The Affordable Care Act (ACA) requires that most Americans have health insurance that meets minimum federal requirements.  Under the controversial mandate, starting in 2014, most individuals under 65 must purchase minimum essential health insurance coverage or pay a penalty to the IRS.  One practical concern is that healthy individuals may be less likely to purchase health insurance if the penalty cost is less than the cost of buying insurance.  That is, is the penalty strong enough to achieve it’s purpose?

In Measuring the Strength of the Individual Mandate, Milliman explores individual mandate parameters, the affordability exemption, and its influence on healthy individuals to acquire or maintain coverage. The report models impact by comparing penalty amounts in 2016, the first year of implementation at full long-term levels, with cost estimations for purchasing the lowest-cost bronze plan in Health Insurance Exchanges.  Bronze plans are the most cost-efficient minimum essential insurance coverage provided to individuals ineligible for public health or employer-sponsored coverage.

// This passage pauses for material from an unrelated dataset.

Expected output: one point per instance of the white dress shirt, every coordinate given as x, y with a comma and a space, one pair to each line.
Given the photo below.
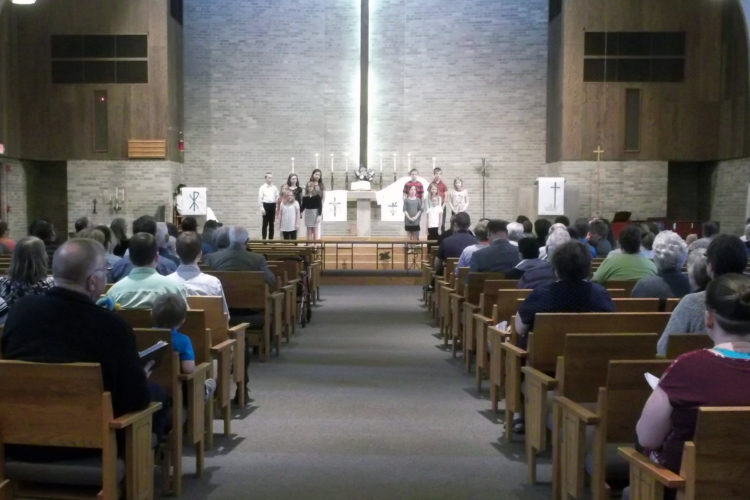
198, 283
267, 194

Milliman’s excellent report report offers the following conclusions:

  • The individual mandate provides households below 200 percent of the federal poverty level with high financial incentive for insurance participation.
  • The penalty amount for households with income between 200 and 300 percent of the federal poverty level becomes much smaller relative to premium amounts due to the premium tax credit subsidy.
  • The individual mandate should encourage participation by a significant portion of households with income between 138 and 250 percent of the federal poverty level, a population that represents half of all of those uninsured and individually insured in 2010.
  • A significant portion of households earning 400 percent or more than the federal poverty level, especially those older than 50, may be effected by the affordability exemption. Insurance participation may still be reasonably high for those exempt from the mandate.
  • Many of the individuals with income exceeding 400 percent of the federal poverty level may seek an exemption, and Health Insurance Exchange planners should still receive potential exchange interaction from this population.
  • The individual mandate’s ability to encourage insurance participation may be effected by the lowest-cost bronze plan pricing and the indexing of the premium tax credit subsidy percentages and the affordability test percentage.